Он рассказал ей обо всем, что с ним приключилось, или почти обо всем: ведь Эрнестина уже дважды дала ему понять, что упоминание о любовнице французского лейтенанта ей глубоко неприятно, – первый раз на Коббе, а второй за завтраком, когда миссис Трэнтер сообщила Чарльзу почти такие же сведения, какие приходский священник годом раньше сообщил миссис Поултни. Но Эрнестина отчитала тетушку за то, что она надоедает Чарльзу глупой болтовней, и бедная женщина – ей слишком часто ставили в упрек ее провинциальные манеры, и потому она всегда была настороже, – смиренно умолкла.
Чарльз протянул Эрнестине камень с отпечатками аммонитов, и та, отложив в сторону каминный щит (предмет наподобие ракетки для пинг-понга, с длинной лопастью, обтянутой вышитым атласом и оплетенной по краям коричневой тесьмой), попыталась удержать в руках увесистый подарок, но не смогла, после чего простила Чарльзу все его прегрешения за этот поистине геркулесов подвиг и принялась с притворным гневом укорять его за то, что он так легкомысленно рискует своей жизнью и здоровьем.

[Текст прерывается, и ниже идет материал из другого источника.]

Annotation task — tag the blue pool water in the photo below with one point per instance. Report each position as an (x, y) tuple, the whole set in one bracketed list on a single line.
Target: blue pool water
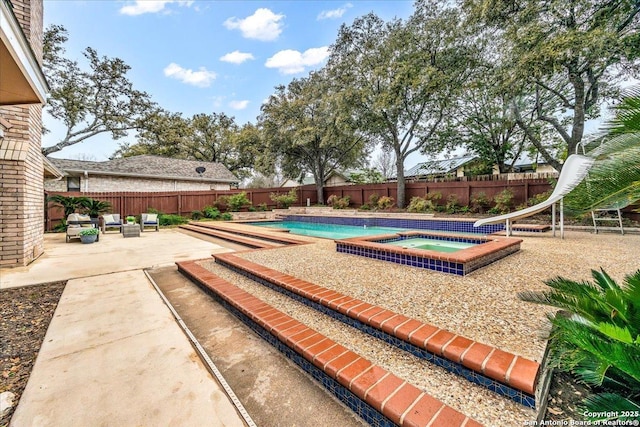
[(328, 231), (433, 244)]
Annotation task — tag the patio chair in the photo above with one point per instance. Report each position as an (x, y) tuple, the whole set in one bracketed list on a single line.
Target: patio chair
[(149, 220), (76, 223), (111, 221)]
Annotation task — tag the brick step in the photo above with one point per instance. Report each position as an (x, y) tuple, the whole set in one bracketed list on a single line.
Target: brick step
[(275, 238), (505, 373), (376, 395), (252, 243)]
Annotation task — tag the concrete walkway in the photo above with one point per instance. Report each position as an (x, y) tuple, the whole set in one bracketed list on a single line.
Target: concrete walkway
[(113, 353)]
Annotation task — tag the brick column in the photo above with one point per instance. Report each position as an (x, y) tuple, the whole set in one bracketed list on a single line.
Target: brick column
[(21, 167)]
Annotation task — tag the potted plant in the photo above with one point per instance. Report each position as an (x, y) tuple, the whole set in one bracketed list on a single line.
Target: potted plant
[(89, 235)]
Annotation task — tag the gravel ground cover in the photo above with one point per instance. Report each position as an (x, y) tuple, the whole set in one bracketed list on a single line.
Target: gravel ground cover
[(482, 306)]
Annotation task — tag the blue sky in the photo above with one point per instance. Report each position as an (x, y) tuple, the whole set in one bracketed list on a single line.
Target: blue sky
[(204, 56)]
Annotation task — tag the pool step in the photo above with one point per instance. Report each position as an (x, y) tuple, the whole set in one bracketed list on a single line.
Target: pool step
[(376, 395), (278, 238), (251, 243), (505, 373)]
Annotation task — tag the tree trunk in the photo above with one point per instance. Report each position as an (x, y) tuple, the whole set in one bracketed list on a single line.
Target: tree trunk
[(320, 193), (401, 183)]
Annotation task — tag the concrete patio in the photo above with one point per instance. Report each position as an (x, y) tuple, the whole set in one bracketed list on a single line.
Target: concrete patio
[(113, 350)]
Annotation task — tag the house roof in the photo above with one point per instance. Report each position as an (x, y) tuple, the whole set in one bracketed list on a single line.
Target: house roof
[(436, 167), (147, 166)]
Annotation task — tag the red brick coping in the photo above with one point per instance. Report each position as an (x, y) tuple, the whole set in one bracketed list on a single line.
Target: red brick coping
[(401, 402), (504, 367)]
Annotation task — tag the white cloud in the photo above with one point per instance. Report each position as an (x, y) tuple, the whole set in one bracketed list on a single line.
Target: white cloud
[(139, 7), (239, 105), (335, 13), (236, 57), (200, 78), (262, 25), (293, 62)]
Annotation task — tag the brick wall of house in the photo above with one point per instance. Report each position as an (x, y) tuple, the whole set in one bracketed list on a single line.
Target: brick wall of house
[(21, 166), (100, 183)]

– Эти террасы просто очаровательны. Я понятия не имел, что в Англии существует такая глушь. Они напомнили мне некоторые приморские пейзажи на севере Португалии.
– Да он просто вне себя! – вскричала Эрнестина. – Признайтесь, Чарльз, вместо того чтобы рубить головы ни в чем не повинным утесам, вы флиртовали с лесными нимфами.

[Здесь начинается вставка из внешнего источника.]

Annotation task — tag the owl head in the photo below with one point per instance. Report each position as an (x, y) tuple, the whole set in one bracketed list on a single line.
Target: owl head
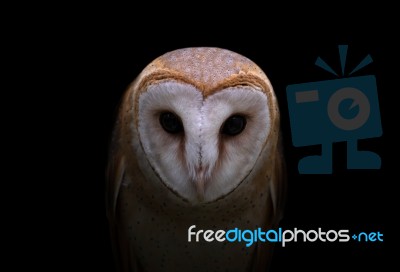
[(200, 121)]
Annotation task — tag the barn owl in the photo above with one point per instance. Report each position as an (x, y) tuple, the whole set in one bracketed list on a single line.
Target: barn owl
[(196, 142)]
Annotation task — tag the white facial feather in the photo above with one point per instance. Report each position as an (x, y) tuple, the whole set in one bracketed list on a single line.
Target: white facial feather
[(203, 153)]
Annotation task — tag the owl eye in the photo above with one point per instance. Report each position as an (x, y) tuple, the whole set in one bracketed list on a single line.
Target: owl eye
[(234, 125), (171, 123)]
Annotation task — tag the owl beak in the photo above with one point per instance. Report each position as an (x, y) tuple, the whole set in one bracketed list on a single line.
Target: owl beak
[(200, 182), (200, 188)]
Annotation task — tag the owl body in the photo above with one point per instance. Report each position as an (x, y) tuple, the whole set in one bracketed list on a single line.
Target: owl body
[(196, 143)]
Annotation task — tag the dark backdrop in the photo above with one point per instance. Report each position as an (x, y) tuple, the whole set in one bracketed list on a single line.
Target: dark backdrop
[(113, 53)]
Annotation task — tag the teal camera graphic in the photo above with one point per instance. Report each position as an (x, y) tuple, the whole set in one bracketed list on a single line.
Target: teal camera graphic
[(343, 109)]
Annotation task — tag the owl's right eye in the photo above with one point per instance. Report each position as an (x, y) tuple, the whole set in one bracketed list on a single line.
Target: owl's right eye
[(171, 123)]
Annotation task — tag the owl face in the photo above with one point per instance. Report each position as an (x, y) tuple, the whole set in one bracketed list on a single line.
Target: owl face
[(202, 147), (203, 119)]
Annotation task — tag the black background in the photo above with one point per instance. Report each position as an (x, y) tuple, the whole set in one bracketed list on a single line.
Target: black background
[(113, 52)]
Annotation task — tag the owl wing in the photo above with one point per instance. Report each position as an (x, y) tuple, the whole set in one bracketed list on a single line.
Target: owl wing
[(278, 180)]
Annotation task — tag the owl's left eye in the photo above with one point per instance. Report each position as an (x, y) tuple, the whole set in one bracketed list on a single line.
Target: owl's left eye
[(171, 123), (234, 125)]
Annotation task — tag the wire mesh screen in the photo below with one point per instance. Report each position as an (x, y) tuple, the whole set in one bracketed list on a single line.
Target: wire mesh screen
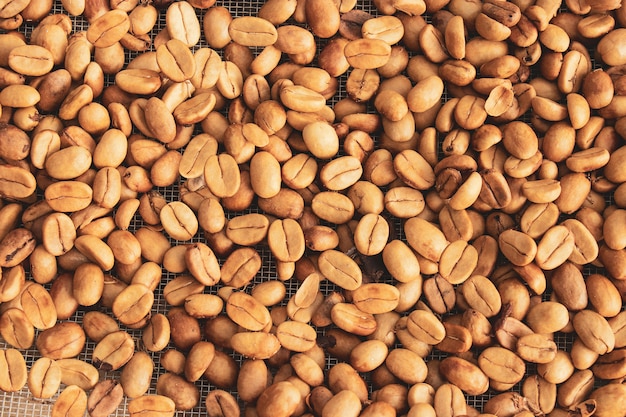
[(23, 404)]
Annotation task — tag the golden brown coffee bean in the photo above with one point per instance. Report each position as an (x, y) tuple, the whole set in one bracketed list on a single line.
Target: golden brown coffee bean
[(296, 336), (536, 348), (97, 325), (78, 372), (255, 345), (72, 401), (63, 340), (593, 330), (182, 23), (425, 326), (16, 182), (222, 175), (279, 399), (133, 304), (349, 318), (44, 378), (16, 329), (113, 351), (220, 402), (465, 375), (449, 400), (502, 365), (536, 317), (105, 398), (156, 335), (246, 311), (340, 269), (555, 247), (108, 29), (376, 298), (367, 53), (252, 31), (157, 405), (457, 261), (31, 60)]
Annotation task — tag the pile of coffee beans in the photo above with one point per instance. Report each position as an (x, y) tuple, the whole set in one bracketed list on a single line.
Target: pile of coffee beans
[(314, 208)]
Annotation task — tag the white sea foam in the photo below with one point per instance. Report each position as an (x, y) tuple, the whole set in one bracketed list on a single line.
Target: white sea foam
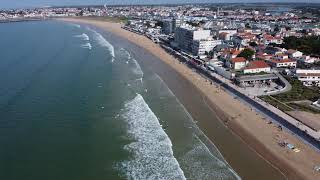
[(75, 25), (213, 166), (83, 36), (104, 43), (203, 166), (137, 69), (151, 147), (86, 46)]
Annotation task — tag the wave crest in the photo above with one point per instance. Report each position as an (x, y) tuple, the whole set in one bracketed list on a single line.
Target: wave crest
[(152, 149)]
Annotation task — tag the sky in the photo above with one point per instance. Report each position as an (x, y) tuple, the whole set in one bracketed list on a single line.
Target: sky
[(5, 4)]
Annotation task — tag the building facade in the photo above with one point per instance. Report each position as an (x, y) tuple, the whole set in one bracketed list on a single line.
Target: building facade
[(185, 37), (308, 77)]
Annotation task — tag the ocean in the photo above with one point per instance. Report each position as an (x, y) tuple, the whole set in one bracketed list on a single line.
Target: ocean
[(76, 103)]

Тут Чарльза охватило невыразимое смущение, которое он поспешил прикрыть улыбкой. Его так и подмывало рассказать им про девушку; он даже придумал забавную историю о том, как он на нее наткнулся, и все же это значило бы предать не только ее искреннюю печаль, но и самого себя. Он чувствовал, что солгал бы, так легко отмахнувшись от обеих встреч с нею, и в конце концов ему показалось, что наименьшим обманом в этой банальной комнате будет молчание.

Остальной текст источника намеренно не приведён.